Slashdot Mirror


Cooling Challenges an Issue In Rackspace Outage

miller60 writes "If your data center's cooling system fails, how long do you have before your servers overheat? The shrinking window for recovery from a grid power outage appears to have been an issue in Monday night's downtime for some customers of Rackspace, which has historically been among the most reliable hosting providers. The company's Dallas data center lost power when a traffic accident damaged a nearby power transformer. There were difficulties getting the chillers fully back online (it's not clear if this was equipment issues or subsequent power bumps) and temperatures rose in the data center, forcing Rackspace to take customer servers offline to protect the equipment. A recent study found that a data center running at 5 kilowatts per server cabinet may experience a thermal shutdown in as little as three minutes during a power outage. The short recovery window from cooling outages has been a hot topic in discussions of data center energy efficiency. One strategy being actively debated is raising the temperature set point in the data center, which trims power bills but may create a less forgiving environment in a cooling outage."

3 of 294 comments (clear)

  1. This is number 3 by DuctTape · · Score: 5, Informative
    This is actually Rackspace's number 3 outage in the past couple days. My company was only (!) affected by outages 1 and 2. My boss would have had a fit if number 3 would have taken us down for the third time.

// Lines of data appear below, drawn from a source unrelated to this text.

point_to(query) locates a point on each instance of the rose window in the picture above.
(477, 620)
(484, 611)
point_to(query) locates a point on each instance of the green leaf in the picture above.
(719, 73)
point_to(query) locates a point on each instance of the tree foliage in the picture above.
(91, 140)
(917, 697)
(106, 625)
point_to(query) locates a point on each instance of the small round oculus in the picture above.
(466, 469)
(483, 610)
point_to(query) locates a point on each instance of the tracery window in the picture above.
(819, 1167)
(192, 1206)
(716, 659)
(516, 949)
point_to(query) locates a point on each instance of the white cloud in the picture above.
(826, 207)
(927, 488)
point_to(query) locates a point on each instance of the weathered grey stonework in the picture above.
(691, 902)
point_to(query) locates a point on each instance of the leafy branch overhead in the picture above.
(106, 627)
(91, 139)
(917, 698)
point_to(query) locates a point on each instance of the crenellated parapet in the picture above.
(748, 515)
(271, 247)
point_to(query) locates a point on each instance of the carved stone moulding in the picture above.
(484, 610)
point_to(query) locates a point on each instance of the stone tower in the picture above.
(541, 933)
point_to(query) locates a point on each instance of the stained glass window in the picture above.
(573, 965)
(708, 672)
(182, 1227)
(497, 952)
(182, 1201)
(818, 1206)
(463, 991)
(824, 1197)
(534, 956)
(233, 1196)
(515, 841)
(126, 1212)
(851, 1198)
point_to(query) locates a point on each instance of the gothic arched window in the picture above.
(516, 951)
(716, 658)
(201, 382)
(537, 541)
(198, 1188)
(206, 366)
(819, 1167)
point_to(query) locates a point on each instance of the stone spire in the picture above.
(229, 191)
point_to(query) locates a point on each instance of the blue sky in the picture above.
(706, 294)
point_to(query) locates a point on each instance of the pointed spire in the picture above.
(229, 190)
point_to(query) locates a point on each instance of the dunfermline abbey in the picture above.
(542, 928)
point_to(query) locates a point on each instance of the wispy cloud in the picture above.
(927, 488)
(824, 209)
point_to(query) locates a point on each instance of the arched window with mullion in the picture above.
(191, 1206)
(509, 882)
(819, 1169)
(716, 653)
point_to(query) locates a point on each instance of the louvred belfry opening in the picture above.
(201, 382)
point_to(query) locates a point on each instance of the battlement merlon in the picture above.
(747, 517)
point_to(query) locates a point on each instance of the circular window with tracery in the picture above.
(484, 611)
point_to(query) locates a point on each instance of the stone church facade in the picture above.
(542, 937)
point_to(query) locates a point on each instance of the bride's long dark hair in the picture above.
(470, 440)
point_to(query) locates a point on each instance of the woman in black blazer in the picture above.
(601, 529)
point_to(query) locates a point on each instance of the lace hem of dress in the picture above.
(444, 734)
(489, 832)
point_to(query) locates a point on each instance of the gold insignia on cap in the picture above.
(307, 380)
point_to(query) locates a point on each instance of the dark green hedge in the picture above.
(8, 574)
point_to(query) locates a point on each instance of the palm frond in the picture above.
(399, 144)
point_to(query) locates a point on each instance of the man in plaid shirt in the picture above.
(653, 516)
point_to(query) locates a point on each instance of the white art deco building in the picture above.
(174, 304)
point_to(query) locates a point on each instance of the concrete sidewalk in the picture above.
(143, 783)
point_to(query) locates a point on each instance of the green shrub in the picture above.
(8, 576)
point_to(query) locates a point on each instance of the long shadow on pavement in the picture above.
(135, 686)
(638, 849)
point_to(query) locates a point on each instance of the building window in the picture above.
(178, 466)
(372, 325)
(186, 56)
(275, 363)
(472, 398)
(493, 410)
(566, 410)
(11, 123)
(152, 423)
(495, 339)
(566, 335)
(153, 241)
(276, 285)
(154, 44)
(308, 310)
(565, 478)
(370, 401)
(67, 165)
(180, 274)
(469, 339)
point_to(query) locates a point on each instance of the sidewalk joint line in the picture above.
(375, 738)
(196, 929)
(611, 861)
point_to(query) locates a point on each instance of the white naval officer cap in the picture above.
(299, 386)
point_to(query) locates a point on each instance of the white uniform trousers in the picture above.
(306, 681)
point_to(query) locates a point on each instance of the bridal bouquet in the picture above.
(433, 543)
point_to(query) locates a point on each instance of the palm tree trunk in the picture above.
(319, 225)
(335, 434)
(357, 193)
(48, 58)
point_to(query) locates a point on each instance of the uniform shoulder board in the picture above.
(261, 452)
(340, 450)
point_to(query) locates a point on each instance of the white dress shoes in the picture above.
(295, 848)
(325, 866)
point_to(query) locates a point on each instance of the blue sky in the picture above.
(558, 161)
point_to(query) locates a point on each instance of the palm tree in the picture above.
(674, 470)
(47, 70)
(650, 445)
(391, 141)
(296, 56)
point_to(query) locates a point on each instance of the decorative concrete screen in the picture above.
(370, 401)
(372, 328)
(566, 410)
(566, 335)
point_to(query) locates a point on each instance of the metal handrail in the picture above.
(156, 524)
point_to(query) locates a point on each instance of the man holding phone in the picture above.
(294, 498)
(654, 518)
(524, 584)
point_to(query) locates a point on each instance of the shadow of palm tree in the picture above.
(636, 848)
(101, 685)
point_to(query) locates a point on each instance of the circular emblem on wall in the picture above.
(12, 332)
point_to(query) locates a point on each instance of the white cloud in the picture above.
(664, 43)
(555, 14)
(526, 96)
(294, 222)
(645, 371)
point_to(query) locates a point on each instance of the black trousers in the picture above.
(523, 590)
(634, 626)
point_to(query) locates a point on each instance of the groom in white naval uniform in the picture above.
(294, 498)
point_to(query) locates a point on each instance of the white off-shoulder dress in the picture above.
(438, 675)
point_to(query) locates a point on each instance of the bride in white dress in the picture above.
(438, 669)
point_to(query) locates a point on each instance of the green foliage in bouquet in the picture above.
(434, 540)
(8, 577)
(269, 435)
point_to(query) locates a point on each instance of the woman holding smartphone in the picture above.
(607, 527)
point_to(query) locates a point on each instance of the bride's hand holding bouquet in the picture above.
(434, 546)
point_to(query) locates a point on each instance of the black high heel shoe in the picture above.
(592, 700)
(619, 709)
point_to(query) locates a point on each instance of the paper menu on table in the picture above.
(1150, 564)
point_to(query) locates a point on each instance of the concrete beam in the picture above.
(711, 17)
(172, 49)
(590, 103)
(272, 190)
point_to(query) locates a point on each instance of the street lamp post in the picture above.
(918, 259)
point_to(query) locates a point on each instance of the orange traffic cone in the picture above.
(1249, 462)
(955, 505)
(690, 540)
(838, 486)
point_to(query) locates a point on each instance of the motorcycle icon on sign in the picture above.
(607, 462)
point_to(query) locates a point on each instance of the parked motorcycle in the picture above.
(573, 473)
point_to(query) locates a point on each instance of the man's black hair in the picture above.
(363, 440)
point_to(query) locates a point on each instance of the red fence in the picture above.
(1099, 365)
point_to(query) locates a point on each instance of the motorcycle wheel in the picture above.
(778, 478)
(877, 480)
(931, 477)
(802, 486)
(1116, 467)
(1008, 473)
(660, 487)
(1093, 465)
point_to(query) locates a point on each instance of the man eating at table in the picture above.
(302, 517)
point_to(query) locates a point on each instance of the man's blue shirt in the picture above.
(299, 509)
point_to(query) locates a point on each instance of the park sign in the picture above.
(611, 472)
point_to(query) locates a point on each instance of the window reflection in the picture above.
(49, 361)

    Other publications have noted it was number 3, too.

    DT

    --
    Is this thing on? Hello?
  2. New cooling strategy needed? by MROD · · Score: 5, Interesting

    I've never understood why data centre designers haven't used a different cooling strategy to re-circulated cooled air. After all, for much of the temperate latitudes for much of the year the external ambient temperature is at or below that needed for the data centre so why not use conditioned external air to cool the equipment and then exhaust it (possibly with a heat exchanger to recover the heat for other uses such as geothermal storage and use in winter)? (Oh, and have the air-flow fans on the UPS.)

    The advantage of this is that even in the worst case scenario where the chillers fail totally during mid-summer there is no run-away, closed loop, self re-enforcing heat cycle, the data centre temperature will rise but it would do so more slowly and the maximum equilibrium temperature will be far lower (and dependant upon the external ambient temperature).

    In fact, as part of the design for the cluster room in our new building I've specified such a system, though due to the maximum size of the ducting space available we can only use this for half the heat load.

    --

    Agrajag: "Oh no, not again!"
  3. Short-cycling protection by Animats · · Score: 5, Interesting

    Most large refrigeration compressors have "short-cycling protection". The compressor motor is overloaded during startup, and needs time to cool. So there's a timer that limits the time between two compressor starts. 4 minutes is a typical delay for a large unit. If you don't have this delay, compressor motors burn out.

    Some fancy short-cycling protection timers have backup power, so the the "start to start" time is measured even through power failures. But that's rare. Here's a typical short-cycling timer. For the ones that don't, like that one, a power failure restarts the timer, so you have to wait out the timer after a power glitch.

    The timers with backup power, or even the old style ones with a motor and cam-operated switch, allow a quick restart after a power failure if the compressor was already running. Once. If there's a second power failure, the compressor has to wait out the time delay.

    So it's important to ensure that a data center's chillers have time delay units that measure true start-to-start time, or you take a cooling outage of several minutes on any short power drop. And, after a power failure and transfer to emergency generators, don't go back to commercial power until enough time has elapsed for the short-cycling protection timers to time out. This last appears to be where Rackspace failed.

    Dealing with sequential power failures is tough. That's what took down that big data center in SF a few months ago.